Controllable data synthesis engine: Build a data synthesis system that covers multiple types of tasks, with controllable difficulty and timestamps. The 'correct answer' to each question is not a static label, but dynamically evolves over time stamps; The model must make judgments based on the available information at the time under strict information visibility constraints, and the validation process also explicitly introduces timestamp constraints to ensure that inference and scoring conform to real-world temporal logic.

Time sensitive training mechanism: adopting strict timestamp and information visibility constraints to completely eliminate future leaks; Each step in model training can only interact with information published before the current timestamp.

Under this training paradigm, the model is forced to learn reasoning and correction under real conditions of incomplete information, noise, and signal delay, rather than relying on "standard answers" in static datasets. Time transforms from a background variable to a core constraint that shapes the behavior and reasoning of the model, making it closer to the cognitive and decision-making processes of the real world.

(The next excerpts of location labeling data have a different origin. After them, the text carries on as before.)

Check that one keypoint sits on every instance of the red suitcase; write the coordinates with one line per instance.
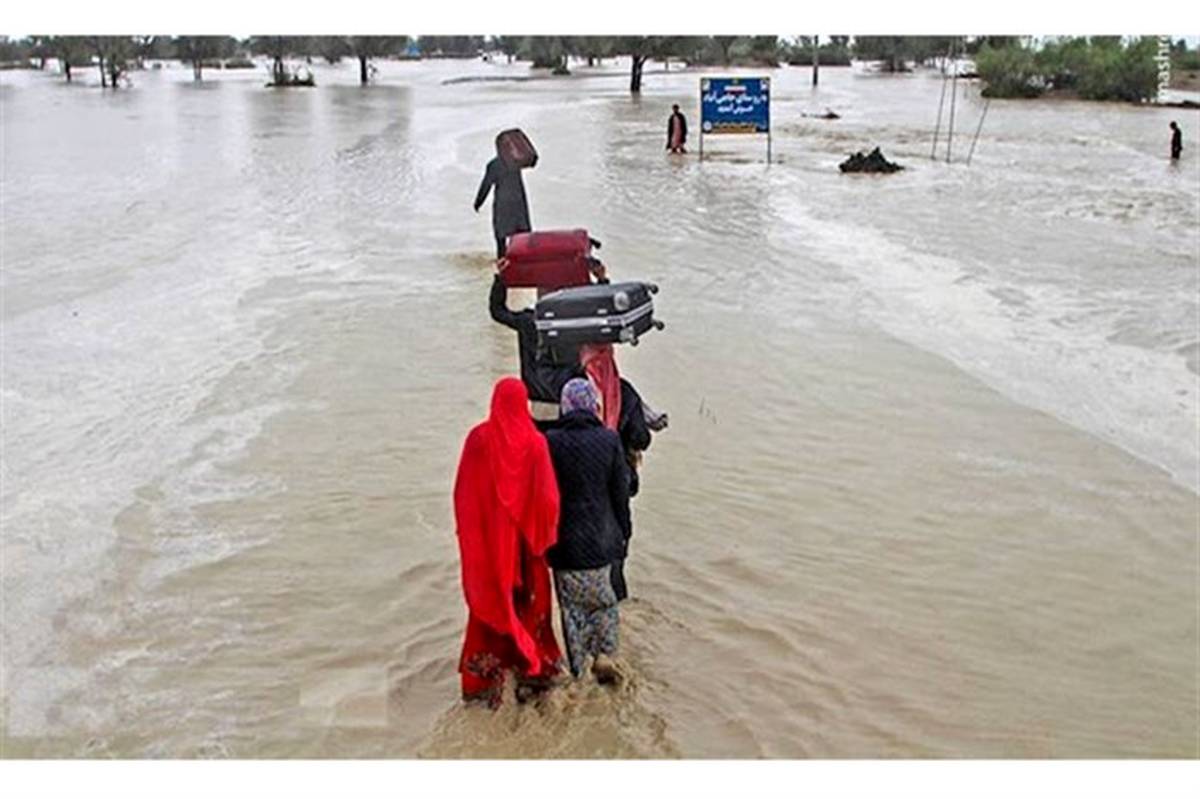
(515, 148)
(547, 259)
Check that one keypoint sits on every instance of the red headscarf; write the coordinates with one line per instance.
(601, 370)
(505, 494)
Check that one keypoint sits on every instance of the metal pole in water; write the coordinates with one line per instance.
(982, 116)
(816, 58)
(954, 92)
(937, 127)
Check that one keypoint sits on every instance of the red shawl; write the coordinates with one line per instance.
(505, 496)
(601, 368)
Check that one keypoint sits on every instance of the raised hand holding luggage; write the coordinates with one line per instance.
(547, 259)
(515, 149)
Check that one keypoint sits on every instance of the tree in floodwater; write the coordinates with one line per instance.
(640, 49)
(725, 44)
(331, 48)
(113, 54)
(450, 46)
(279, 49)
(198, 49)
(508, 44)
(547, 52)
(893, 52)
(157, 48)
(365, 48)
(593, 48)
(70, 50)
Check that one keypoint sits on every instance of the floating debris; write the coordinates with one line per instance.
(871, 162)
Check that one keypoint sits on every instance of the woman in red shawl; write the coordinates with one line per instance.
(505, 500)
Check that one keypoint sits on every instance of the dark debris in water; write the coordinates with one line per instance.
(871, 162)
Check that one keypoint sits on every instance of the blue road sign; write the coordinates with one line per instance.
(735, 106)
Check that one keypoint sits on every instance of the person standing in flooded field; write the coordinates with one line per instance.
(677, 131)
(505, 503)
(510, 209)
(593, 529)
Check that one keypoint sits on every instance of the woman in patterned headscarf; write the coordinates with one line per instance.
(593, 528)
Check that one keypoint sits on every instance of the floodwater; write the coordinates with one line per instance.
(929, 487)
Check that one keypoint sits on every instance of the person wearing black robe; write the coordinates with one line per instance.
(510, 209)
(677, 131)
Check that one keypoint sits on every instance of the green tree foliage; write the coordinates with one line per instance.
(12, 52)
(113, 54)
(547, 52)
(280, 49)
(450, 46)
(199, 49)
(508, 44)
(331, 48)
(1008, 71)
(1101, 67)
(893, 52)
(365, 48)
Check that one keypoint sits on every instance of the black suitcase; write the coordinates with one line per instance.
(598, 313)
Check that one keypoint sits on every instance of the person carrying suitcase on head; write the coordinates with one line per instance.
(510, 209)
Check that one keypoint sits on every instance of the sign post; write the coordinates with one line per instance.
(735, 106)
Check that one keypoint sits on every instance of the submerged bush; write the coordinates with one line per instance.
(1101, 67)
(1008, 72)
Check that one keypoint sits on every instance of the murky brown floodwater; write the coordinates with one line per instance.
(929, 487)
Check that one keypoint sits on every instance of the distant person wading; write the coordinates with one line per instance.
(677, 131)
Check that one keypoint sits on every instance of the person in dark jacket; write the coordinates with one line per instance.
(677, 131)
(510, 209)
(593, 528)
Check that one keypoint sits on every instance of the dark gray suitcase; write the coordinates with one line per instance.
(598, 313)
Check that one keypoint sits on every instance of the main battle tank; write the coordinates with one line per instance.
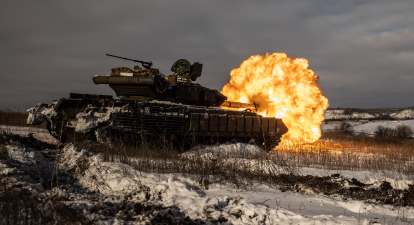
(153, 106)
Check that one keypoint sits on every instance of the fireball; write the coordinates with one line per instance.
(282, 87)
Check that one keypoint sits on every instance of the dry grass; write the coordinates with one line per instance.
(337, 151)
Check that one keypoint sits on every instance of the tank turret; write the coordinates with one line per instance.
(150, 84)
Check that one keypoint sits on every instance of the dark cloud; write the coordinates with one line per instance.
(362, 50)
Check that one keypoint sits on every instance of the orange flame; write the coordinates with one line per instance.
(282, 87)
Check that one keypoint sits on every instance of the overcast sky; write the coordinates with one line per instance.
(362, 51)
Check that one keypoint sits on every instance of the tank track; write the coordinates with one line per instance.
(175, 121)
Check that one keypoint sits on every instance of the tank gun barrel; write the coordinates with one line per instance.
(238, 105)
(147, 65)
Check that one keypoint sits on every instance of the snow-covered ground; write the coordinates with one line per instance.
(344, 114)
(118, 184)
(367, 127)
(38, 133)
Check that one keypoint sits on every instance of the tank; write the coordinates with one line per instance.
(152, 105)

Application scenarios: from financial markets to cultural and entertainment

MiroTinker 1.5 demonstrates powerful capabilities in multiple practical application scenarios. In financial market analysis, models can deeply analyze major events that affect the NASDAQ index of the US stock market and their possible impacts; In the field of entertainment and culture, it is possible to predict the popularity of Oscar Best Picture nominations in 2026; In terms of sports competition, the possibility of teams advancing to the 2026 Super Bowl can be analyzed.

At present, users can experience the in-depth research function of the model for free through the MiroMind official website. The model weights have been open sourced on Hugging Face and Github platforms for developers and researchers to explore and use.

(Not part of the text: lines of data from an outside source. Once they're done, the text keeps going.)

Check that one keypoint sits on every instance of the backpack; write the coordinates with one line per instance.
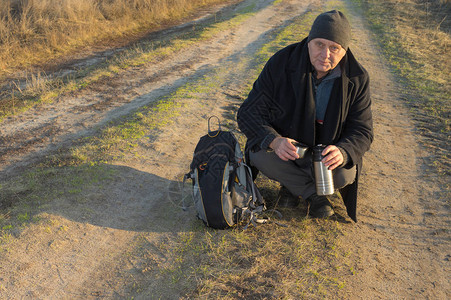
(224, 192)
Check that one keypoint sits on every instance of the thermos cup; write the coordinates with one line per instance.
(323, 176)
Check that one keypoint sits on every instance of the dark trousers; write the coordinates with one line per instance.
(297, 176)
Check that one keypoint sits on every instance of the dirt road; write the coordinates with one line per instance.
(400, 247)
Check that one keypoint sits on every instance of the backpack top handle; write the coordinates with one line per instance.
(213, 133)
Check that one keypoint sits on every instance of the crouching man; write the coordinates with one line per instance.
(312, 92)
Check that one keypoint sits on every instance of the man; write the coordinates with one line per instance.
(312, 92)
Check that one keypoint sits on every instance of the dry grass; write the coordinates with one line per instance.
(36, 31)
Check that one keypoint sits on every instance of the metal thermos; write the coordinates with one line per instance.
(323, 176)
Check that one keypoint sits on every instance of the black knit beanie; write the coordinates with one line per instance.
(333, 26)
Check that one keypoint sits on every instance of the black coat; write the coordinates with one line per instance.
(281, 103)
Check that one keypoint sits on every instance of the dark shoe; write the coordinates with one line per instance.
(319, 206)
(286, 199)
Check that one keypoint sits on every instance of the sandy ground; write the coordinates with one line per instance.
(400, 246)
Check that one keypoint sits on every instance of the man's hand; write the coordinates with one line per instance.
(333, 157)
(284, 149)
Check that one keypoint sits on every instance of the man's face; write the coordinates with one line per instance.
(324, 55)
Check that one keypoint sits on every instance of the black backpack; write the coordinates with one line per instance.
(224, 192)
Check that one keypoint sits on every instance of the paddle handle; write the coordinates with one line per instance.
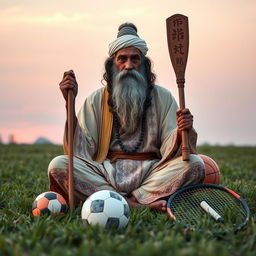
(178, 44)
(70, 149)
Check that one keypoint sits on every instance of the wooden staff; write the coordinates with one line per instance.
(178, 42)
(70, 149)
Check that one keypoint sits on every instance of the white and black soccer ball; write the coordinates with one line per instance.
(106, 209)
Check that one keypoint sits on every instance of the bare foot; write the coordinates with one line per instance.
(159, 205)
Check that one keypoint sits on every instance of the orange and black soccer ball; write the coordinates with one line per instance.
(49, 203)
(212, 171)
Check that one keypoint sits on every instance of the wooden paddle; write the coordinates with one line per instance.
(178, 42)
(70, 149)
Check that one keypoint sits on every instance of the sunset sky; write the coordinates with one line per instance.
(39, 40)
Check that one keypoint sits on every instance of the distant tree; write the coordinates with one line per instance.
(12, 139)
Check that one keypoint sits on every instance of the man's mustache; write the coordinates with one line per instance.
(128, 73)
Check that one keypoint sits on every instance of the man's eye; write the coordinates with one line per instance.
(121, 58)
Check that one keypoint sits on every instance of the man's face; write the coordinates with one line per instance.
(128, 59)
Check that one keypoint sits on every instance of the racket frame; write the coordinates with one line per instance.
(227, 190)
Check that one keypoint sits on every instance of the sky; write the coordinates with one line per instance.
(39, 40)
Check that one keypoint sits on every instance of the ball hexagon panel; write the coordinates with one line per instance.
(40, 196)
(115, 195)
(97, 206)
(126, 211)
(112, 222)
(50, 195)
(113, 207)
(49, 202)
(86, 209)
(54, 206)
(98, 218)
(42, 203)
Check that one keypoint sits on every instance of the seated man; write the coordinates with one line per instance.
(127, 135)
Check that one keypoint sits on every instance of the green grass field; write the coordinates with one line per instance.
(23, 176)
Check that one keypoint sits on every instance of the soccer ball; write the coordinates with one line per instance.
(49, 202)
(107, 209)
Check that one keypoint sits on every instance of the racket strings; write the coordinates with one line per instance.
(186, 206)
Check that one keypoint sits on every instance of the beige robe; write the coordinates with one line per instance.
(147, 180)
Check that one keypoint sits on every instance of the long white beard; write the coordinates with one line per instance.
(129, 94)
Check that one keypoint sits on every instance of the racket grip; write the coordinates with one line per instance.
(211, 211)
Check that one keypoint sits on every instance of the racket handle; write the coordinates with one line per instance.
(211, 211)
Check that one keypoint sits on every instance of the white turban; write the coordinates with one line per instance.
(128, 40)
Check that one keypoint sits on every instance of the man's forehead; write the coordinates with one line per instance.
(128, 51)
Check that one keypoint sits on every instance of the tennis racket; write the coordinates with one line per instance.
(207, 206)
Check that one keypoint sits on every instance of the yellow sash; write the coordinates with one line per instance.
(106, 123)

Technical concept: Better researchers, not bigger brainsThe MiroMind team was co founded by renowned entrepreneur Chen Tianqiao and AI scientist Dai Jifeng, dedicated to building "Native Intelligence" - AI systems that reason through interaction rather than memory. The team firmly believes that this is the right path to a more powerful, reliable, and efficient AI system.

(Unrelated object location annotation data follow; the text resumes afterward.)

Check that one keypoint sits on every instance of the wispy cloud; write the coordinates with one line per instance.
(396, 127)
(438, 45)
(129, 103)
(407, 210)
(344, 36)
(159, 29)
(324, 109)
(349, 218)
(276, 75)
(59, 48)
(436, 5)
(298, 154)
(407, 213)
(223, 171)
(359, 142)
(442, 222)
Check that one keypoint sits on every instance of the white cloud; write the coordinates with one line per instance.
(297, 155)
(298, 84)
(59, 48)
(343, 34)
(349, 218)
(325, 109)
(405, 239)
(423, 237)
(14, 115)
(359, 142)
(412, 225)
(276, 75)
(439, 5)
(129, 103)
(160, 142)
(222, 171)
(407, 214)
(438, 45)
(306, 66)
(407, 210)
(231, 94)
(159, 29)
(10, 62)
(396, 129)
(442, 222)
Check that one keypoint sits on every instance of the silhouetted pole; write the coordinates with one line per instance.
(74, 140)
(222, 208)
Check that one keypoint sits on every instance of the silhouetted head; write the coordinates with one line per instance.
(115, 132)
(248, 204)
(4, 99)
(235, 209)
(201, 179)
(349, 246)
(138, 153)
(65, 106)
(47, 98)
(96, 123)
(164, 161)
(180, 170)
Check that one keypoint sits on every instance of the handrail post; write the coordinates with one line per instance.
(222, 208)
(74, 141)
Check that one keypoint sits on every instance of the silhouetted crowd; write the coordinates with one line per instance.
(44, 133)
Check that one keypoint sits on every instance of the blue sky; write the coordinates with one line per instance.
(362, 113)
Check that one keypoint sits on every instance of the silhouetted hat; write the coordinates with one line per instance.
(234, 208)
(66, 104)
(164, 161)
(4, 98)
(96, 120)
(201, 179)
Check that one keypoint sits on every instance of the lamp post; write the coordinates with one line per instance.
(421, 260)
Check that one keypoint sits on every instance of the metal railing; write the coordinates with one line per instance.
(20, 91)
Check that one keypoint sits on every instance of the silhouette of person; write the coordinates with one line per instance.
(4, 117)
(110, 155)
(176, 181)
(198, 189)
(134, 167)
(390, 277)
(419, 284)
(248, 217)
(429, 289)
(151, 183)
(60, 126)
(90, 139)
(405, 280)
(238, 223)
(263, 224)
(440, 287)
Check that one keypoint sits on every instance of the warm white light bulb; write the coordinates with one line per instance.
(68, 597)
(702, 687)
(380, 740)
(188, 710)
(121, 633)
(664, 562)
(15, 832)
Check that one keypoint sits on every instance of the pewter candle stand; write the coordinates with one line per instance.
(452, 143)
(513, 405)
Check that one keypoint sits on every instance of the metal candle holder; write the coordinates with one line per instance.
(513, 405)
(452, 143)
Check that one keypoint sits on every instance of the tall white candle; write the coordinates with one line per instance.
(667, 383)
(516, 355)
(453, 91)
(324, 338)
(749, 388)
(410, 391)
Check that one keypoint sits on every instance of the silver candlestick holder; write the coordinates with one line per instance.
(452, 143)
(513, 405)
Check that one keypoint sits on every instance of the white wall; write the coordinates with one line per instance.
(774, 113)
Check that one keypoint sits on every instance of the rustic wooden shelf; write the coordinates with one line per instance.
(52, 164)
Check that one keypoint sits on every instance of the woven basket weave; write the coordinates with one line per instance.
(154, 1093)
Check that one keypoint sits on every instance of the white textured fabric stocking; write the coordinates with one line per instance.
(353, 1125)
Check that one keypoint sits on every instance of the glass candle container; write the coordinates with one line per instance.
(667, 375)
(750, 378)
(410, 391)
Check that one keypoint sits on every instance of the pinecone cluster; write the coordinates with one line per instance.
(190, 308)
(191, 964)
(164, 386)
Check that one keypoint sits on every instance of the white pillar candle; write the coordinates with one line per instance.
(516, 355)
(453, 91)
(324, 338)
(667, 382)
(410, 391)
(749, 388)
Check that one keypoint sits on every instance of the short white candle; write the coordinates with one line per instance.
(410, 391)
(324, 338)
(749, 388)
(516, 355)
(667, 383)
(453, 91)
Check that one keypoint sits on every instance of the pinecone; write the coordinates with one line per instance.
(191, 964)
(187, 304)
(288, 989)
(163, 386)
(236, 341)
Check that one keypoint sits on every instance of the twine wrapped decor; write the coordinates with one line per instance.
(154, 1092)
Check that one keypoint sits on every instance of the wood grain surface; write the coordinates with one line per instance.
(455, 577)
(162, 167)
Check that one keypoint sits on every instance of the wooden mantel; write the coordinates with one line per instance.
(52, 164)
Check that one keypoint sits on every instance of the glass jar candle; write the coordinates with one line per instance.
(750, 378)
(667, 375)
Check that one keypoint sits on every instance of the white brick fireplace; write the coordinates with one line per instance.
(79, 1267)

This concept is particularly valuable at the beginning of the 2026 big model arms race. When the industry is generally addicted to the "violent aesthetics" of parameter stuffing, the MiroTinker team has proven through practical actions that the future of AI lies not in building larger brains, but in cultivating better researchers. The singularity of intelligence is not "recording the world into parameters", but "discovery based intelligence" - true intelligence does not rely on omniscience, but on the ability to research, verify, and correct errors.

Just as top intelligence officials can quickly gather evidence externally while rigorously discerning authenticity internally; Like rigorous researchers approaching the truth in uncertainty, ultimately transforming 'predicting the future' from privilege to ability. This may be the more efficient and sustainable technological path towards AGI.